ACE — Adaptive Compute Efficiency Engine

The Adaptive Compute Efficiency Engine (ACE) answers one question: of all the GPU compute your cluster allocated, how much of it did useful work? ACE ingests job accounting data from major HPC schedulers — Slurm, PBS Pro, LSF, and XDMoD-aggregated multi-scheduler environments — alongside hardware telemetry from NVIDIA DCGM and Kubernetes pod metrics where available. It scores each job against a documented efficiency methodology, identifies the scripts and workload types driving waste, blocks right-sizing recommendations it cannot defend (memory-bound jobs, healthy repeat scripts, multi-GPU topology constraints), and produces a structured export consumed by GRADE for assessment scoring.
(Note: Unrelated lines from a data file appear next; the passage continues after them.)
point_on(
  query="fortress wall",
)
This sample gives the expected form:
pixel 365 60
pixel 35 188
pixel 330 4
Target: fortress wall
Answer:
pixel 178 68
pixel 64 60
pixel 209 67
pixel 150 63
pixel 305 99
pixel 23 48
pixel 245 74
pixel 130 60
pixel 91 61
The result is a GPU-hours-weighted efficiency rate that reflects physical resource consumption rather than masking large wasteful jobs behind a count of small efficient ones.

Primary metric

gpu_efficiency_rate — GPU-hours weighted efficiency. Of all the GPU-hours allocated across all jobs in the assessment period, what fraction did useful compute work?

gpu_efficiency_rate = gpu_hours_used / gpu_hours_requested
                    = Σ(used_gpus_i × duration_i) / Σ(requested_gpus_i × duration_i)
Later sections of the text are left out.